Thomas Hardy is a realist in a sense true of no English novelist of anything like equal rank preceding him: his literary genealogy is French, for his “Jude The Obscure” has no English prototype, except the earlier work of George Moore, whose inspiration is even more definitely Paris. To study Hardy’s development for a period of about twenty-five years from “Under the Greenwood Tree” to “Jude,” is to review, as they are expressed in the work of one great English novelist, the literary ideals before and after Zola. Few will cavil at the inclusion in our study of a living author like Hardy. His work ranks with the most influential of our time; so much may be seen already. His writing of fiction, moreover, or at least of Novels, seems to be finished. And like Meredith, he is a man of genius and, strictly speaking, a finer artist than the elder author. For quality, then, and significance of accomplishment, Hardy may well be examined with the masters whose record is rounded out by death. He offers a fine example of the logic of modern realism, as it has been applied by a first-class mind to the art of fiction. In Meredith, on the contrary, is shown a sort of synthesis of the realistic and poetic-philosophic interpretation. Hardy is for this reason easier to understand and explain; Meredith refuses classification.
The elements of strength in Thomas Hardy can be made out clearly; they are not elusive. Wisely, he has chosen to do a very definite thing and, with rare perseverance and skill, he has done it. He selected as setting the south-western part of England—Wessex, is the ancient name he gave it—that embraces Somersetshire and contiguous counties, because he felt that the types of humanity and the view of life he wished to show could best be thrown out against the primitive background. Certain elemental truths about men and women, he believed, lost sight of in the kaleidoscopic attritions of the town, might there be clearly seen. The choice of locale was thus part of an attitude toward life. That attitude or view may be described fairly well as one of philosophic fatalism.

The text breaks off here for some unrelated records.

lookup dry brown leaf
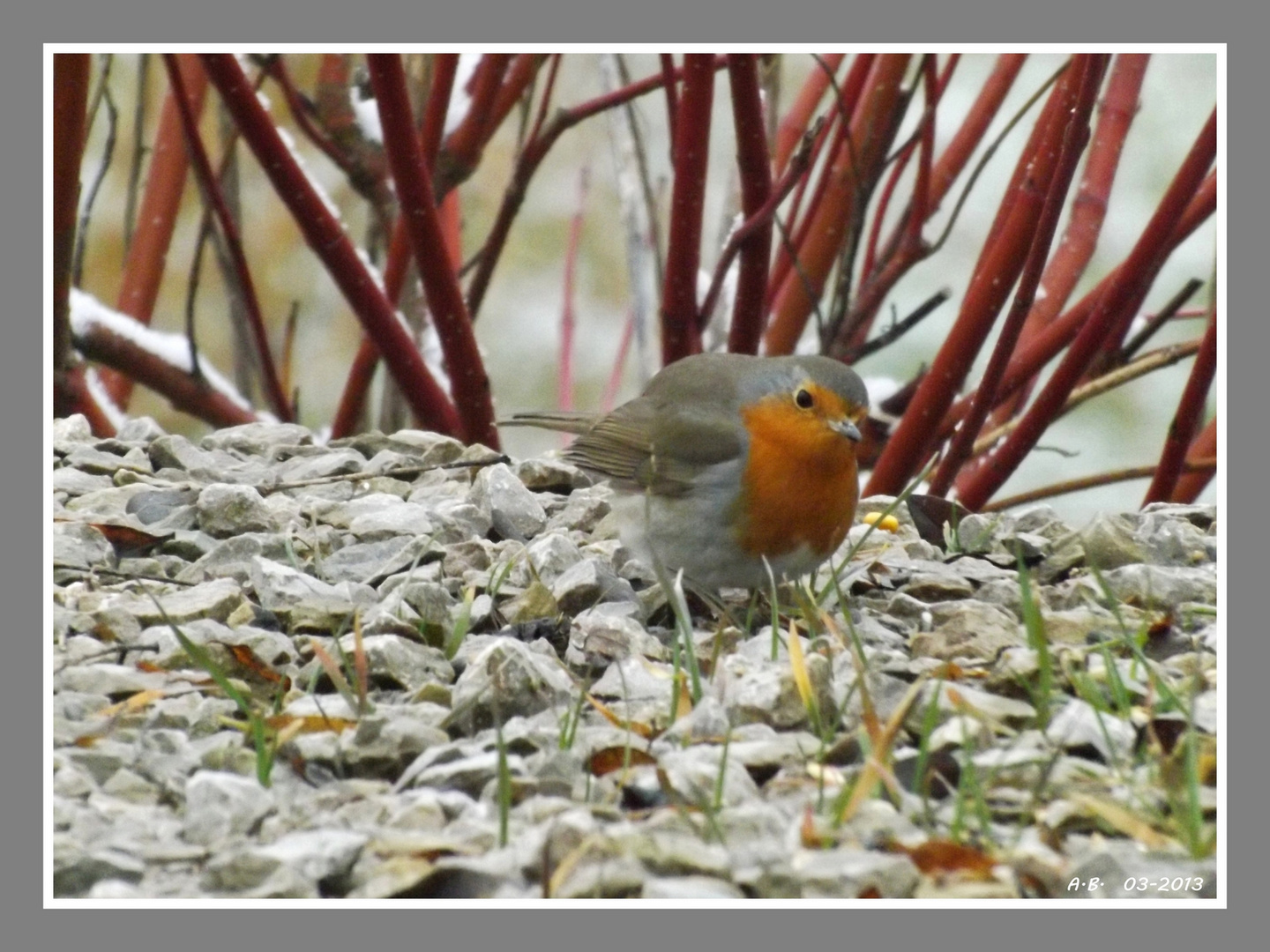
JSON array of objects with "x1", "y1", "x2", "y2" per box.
[
  {"x1": 1069, "y1": 793, "x2": 1177, "y2": 849},
  {"x1": 586, "y1": 695, "x2": 661, "y2": 740},
  {"x1": 98, "y1": 688, "x2": 168, "y2": 718},
  {"x1": 900, "y1": 839, "x2": 997, "y2": 882},
  {"x1": 586, "y1": 747, "x2": 656, "y2": 777}
]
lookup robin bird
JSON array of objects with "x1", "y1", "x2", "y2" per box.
[{"x1": 508, "y1": 354, "x2": 869, "y2": 591}]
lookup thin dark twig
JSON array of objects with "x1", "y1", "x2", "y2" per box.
[
  {"x1": 773, "y1": 216, "x2": 825, "y2": 342},
  {"x1": 979, "y1": 462, "x2": 1217, "y2": 513},
  {"x1": 164, "y1": 53, "x2": 292, "y2": 420},
  {"x1": 842, "y1": 288, "x2": 952, "y2": 363},
  {"x1": 1120, "y1": 278, "x2": 1206, "y2": 363},
  {"x1": 930, "y1": 61, "x2": 1071, "y2": 255},
  {"x1": 185, "y1": 205, "x2": 212, "y2": 381},
  {"x1": 71, "y1": 53, "x2": 119, "y2": 286},
  {"x1": 698, "y1": 119, "x2": 822, "y2": 330},
  {"x1": 123, "y1": 53, "x2": 150, "y2": 257}
]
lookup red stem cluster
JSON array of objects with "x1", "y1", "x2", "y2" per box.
[
  {"x1": 366, "y1": 53, "x2": 499, "y2": 450},
  {"x1": 865, "y1": 57, "x2": 1085, "y2": 494},
  {"x1": 930, "y1": 56, "x2": 1106, "y2": 496},
  {"x1": 726, "y1": 53, "x2": 774, "y2": 354},
  {"x1": 1142, "y1": 307, "x2": 1217, "y2": 505},
  {"x1": 958, "y1": 110, "x2": 1217, "y2": 510},
  {"x1": 164, "y1": 53, "x2": 292, "y2": 421},
  {"x1": 202, "y1": 53, "x2": 462, "y2": 434},
  {"x1": 101, "y1": 53, "x2": 207, "y2": 409}
]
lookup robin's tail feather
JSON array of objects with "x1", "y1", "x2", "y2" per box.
[{"x1": 497, "y1": 410, "x2": 600, "y2": 435}]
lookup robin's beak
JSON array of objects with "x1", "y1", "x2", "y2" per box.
[{"x1": 829, "y1": 419, "x2": 860, "y2": 443}]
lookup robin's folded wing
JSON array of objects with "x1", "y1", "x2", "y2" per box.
[{"x1": 565, "y1": 398, "x2": 742, "y2": 496}]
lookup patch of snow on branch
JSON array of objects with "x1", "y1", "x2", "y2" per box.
[{"x1": 70, "y1": 288, "x2": 258, "y2": 420}]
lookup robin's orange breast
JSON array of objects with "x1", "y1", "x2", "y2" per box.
[{"x1": 738, "y1": 391, "x2": 860, "y2": 559}]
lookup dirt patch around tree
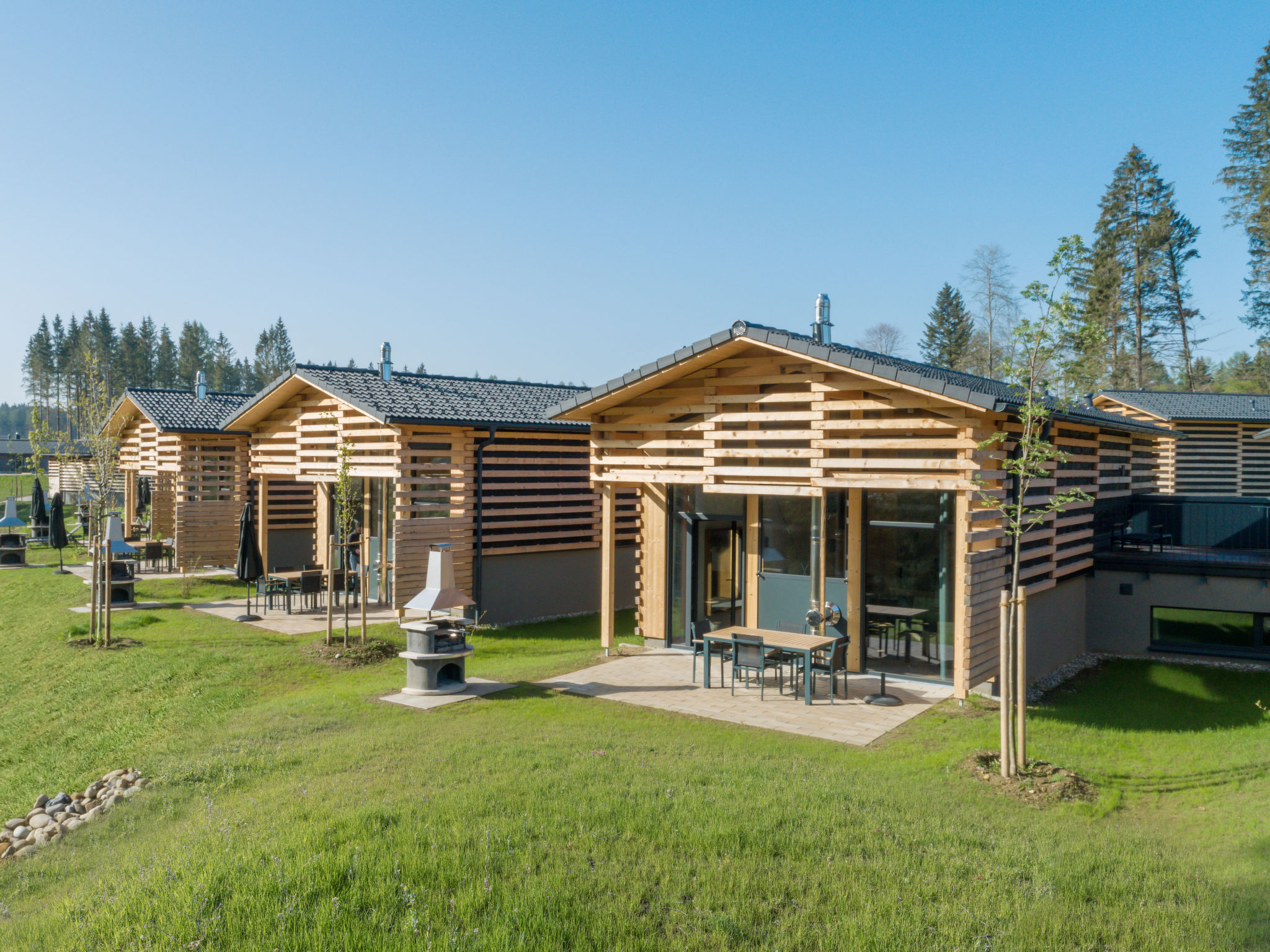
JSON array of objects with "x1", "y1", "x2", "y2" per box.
[
  {"x1": 305, "y1": 638, "x2": 401, "y2": 668},
  {"x1": 66, "y1": 637, "x2": 141, "y2": 651},
  {"x1": 967, "y1": 750, "x2": 1099, "y2": 806}
]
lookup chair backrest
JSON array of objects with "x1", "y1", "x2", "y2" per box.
[{"x1": 732, "y1": 635, "x2": 763, "y2": 668}]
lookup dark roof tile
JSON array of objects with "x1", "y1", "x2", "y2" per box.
[
  {"x1": 1099, "y1": 390, "x2": 1270, "y2": 423},
  {"x1": 267, "y1": 364, "x2": 589, "y2": 430},
  {"x1": 125, "y1": 387, "x2": 252, "y2": 433},
  {"x1": 546, "y1": 321, "x2": 1178, "y2": 433}
]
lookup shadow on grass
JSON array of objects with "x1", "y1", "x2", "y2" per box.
[{"x1": 1032, "y1": 659, "x2": 1270, "y2": 734}]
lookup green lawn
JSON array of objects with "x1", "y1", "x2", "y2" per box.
[{"x1": 0, "y1": 571, "x2": 1270, "y2": 950}]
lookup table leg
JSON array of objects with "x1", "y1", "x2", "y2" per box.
[{"x1": 802, "y1": 651, "x2": 812, "y2": 705}]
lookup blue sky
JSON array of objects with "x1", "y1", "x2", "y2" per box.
[{"x1": 0, "y1": 2, "x2": 1270, "y2": 401}]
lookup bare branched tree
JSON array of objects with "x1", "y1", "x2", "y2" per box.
[
  {"x1": 856, "y1": 321, "x2": 905, "y2": 356},
  {"x1": 962, "y1": 244, "x2": 1018, "y2": 377}
]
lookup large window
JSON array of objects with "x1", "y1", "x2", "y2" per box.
[
  {"x1": 865, "y1": 490, "x2": 954, "y2": 681},
  {"x1": 760, "y1": 496, "x2": 812, "y2": 575},
  {"x1": 1150, "y1": 606, "x2": 1270, "y2": 654}
]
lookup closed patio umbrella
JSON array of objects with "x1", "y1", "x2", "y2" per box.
[
  {"x1": 48, "y1": 493, "x2": 70, "y2": 575},
  {"x1": 30, "y1": 476, "x2": 48, "y2": 528},
  {"x1": 234, "y1": 503, "x2": 264, "y2": 622}
]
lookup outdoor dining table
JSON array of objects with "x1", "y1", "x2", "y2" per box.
[
  {"x1": 865, "y1": 606, "x2": 927, "y2": 661},
  {"x1": 701, "y1": 625, "x2": 837, "y2": 705},
  {"x1": 264, "y1": 569, "x2": 322, "y2": 614}
]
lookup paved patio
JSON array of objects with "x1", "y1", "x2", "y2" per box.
[{"x1": 541, "y1": 650, "x2": 952, "y2": 746}]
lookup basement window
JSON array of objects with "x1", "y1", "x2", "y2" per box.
[{"x1": 1150, "y1": 606, "x2": 1270, "y2": 655}]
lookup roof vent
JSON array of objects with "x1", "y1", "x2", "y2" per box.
[{"x1": 812, "y1": 294, "x2": 833, "y2": 344}]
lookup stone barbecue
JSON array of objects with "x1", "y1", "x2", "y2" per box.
[{"x1": 399, "y1": 618, "x2": 475, "y2": 694}]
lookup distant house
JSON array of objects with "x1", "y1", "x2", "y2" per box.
[
  {"x1": 1093, "y1": 390, "x2": 1270, "y2": 496},
  {"x1": 0, "y1": 433, "x2": 30, "y2": 472},
  {"x1": 105, "y1": 373, "x2": 252, "y2": 567},
  {"x1": 221, "y1": 350, "x2": 639, "y2": 622}
]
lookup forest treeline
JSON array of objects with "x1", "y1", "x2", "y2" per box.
[
  {"x1": 14, "y1": 307, "x2": 296, "y2": 426},
  {"x1": 874, "y1": 46, "x2": 1270, "y2": 395}
]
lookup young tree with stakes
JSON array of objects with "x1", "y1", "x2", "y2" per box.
[
  {"x1": 79, "y1": 353, "x2": 120, "y2": 647},
  {"x1": 326, "y1": 415, "x2": 366, "y2": 647},
  {"x1": 979, "y1": 235, "x2": 1092, "y2": 777}
]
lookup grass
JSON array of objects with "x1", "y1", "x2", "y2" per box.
[{"x1": 0, "y1": 573, "x2": 1270, "y2": 950}]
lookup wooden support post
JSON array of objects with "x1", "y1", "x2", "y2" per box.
[
  {"x1": 315, "y1": 482, "x2": 335, "y2": 573},
  {"x1": 326, "y1": 536, "x2": 347, "y2": 645},
  {"x1": 742, "y1": 495, "x2": 763, "y2": 628},
  {"x1": 255, "y1": 476, "x2": 270, "y2": 575},
  {"x1": 376, "y1": 478, "x2": 393, "y2": 606},
  {"x1": 87, "y1": 534, "x2": 102, "y2": 643},
  {"x1": 955, "y1": 492, "x2": 970, "y2": 698},
  {"x1": 1015, "y1": 589, "x2": 1028, "y2": 768},
  {"x1": 997, "y1": 589, "x2": 1011, "y2": 777},
  {"x1": 102, "y1": 542, "x2": 114, "y2": 647},
  {"x1": 123, "y1": 470, "x2": 137, "y2": 538},
  {"x1": 847, "y1": 488, "x2": 869, "y2": 672},
  {"x1": 600, "y1": 482, "x2": 617, "y2": 649}
]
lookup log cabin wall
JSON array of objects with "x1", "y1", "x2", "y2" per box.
[
  {"x1": 239, "y1": 376, "x2": 639, "y2": 609},
  {"x1": 562, "y1": 338, "x2": 1158, "y2": 695}
]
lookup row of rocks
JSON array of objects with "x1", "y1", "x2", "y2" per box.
[{"x1": 0, "y1": 767, "x2": 150, "y2": 861}]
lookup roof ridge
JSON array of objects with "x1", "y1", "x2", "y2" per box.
[{"x1": 296, "y1": 363, "x2": 589, "y2": 391}]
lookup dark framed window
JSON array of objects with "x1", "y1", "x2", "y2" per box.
[{"x1": 1150, "y1": 606, "x2": 1270, "y2": 655}]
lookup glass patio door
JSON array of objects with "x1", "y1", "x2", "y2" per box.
[{"x1": 667, "y1": 486, "x2": 745, "y2": 647}]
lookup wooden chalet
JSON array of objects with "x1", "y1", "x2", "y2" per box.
[
  {"x1": 1092, "y1": 390, "x2": 1270, "y2": 496},
  {"x1": 105, "y1": 374, "x2": 252, "y2": 569},
  {"x1": 554, "y1": 321, "x2": 1173, "y2": 695},
  {"x1": 223, "y1": 359, "x2": 637, "y2": 622}
]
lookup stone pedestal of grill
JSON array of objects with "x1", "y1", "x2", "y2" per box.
[{"x1": 399, "y1": 622, "x2": 476, "y2": 695}]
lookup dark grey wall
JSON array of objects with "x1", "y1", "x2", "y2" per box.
[
  {"x1": 481, "y1": 547, "x2": 635, "y2": 625},
  {"x1": 1028, "y1": 575, "x2": 1088, "y2": 681},
  {"x1": 1086, "y1": 569, "x2": 1270, "y2": 653},
  {"x1": 264, "y1": 529, "x2": 318, "y2": 570}
]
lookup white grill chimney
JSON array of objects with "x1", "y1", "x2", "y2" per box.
[{"x1": 812, "y1": 294, "x2": 833, "y2": 344}]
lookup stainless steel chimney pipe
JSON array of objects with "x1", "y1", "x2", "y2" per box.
[{"x1": 812, "y1": 294, "x2": 833, "y2": 344}]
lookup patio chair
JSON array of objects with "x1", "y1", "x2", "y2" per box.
[
  {"x1": 300, "y1": 571, "x2": 322, "y2": 610},
  {"x1": 692, "y1": 618, "x2": 732, "y2": 688},
  {"x1": 812, "y1": 635, "x2": 851, "y2": 705},
  {"x1": 732, "y1": 635, "x2": 785, "y2": 700},
  {"x1": 141, "y1": 542, "x2": 164, "y2": 571}
]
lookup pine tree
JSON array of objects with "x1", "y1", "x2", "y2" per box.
[
  {"x1": 918, "y1": 284, "x2": 974, "y2": 371},
  {"x1": 177, "y1": 321, "x2": 212, "y2": 390},
  {"x1": 155, "y1": 324, "x2": 177, "y2": 389},
  {"x1": 1217, "y1": 38, "x2": 1270, "y2": 330},
  {"x1": 1156, "y1": 185, "x2": 1204, "y2": 390},
  {"x1": 255, "y1": 317, "x2": 296, "y2": 383},
  {"x1": 117, "y1": 321, "x2": 144, "y2": 387},
  {"x1": 1092, "y1": 146, "x2": 1165, "y2": 389},
  {"x1": 135, "y1": 316, "x2": 159, "y2": 387}
]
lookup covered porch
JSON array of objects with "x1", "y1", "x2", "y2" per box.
[{"x1": 542, "y1": 649, "x2": 952, "y2": 746}]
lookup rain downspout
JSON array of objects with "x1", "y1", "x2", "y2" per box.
[{"x1": 473, "y1": 424, "x2": 498, "y2": 622}]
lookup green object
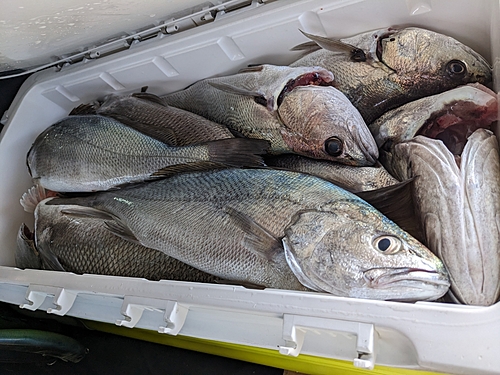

It has not the cold removedness of the stoic: it has pity in it, even love. But it is deeply sad, sometimes bitter. In Hardy’s presentation of Nature (a remark applying to some extent to a younger novelist who shows his influence, Phillpotts), she is displayed as an ironic expression, with even malignant moods, of a supreme cosmic indifference to the petty fate of that animalcule, man. And this, in spite of a curious power she possesses of consoling him and of charming him by blandishments that cheat the loneliness of his soul. There is no purer example of tragedy in modern literature than Mr. Hardy’s strongest, most mature stories. A mind deeply serious and honest, interprets the human case in this wise and conceives that the underlying pitilessness can most graphically be conveyed in a setting like that of Egdon Heath, where the great silent forces of Nature somberly interblend with the forces set in motion by the human will, both futile to produce happiness. Even the attempt to be virtuous fails in “Jude”: as the attempt to be happy does in “Tess.” That sardonic, final thought in the last-named book will not out of our ears: Fate had played its last little jest with poor Tess.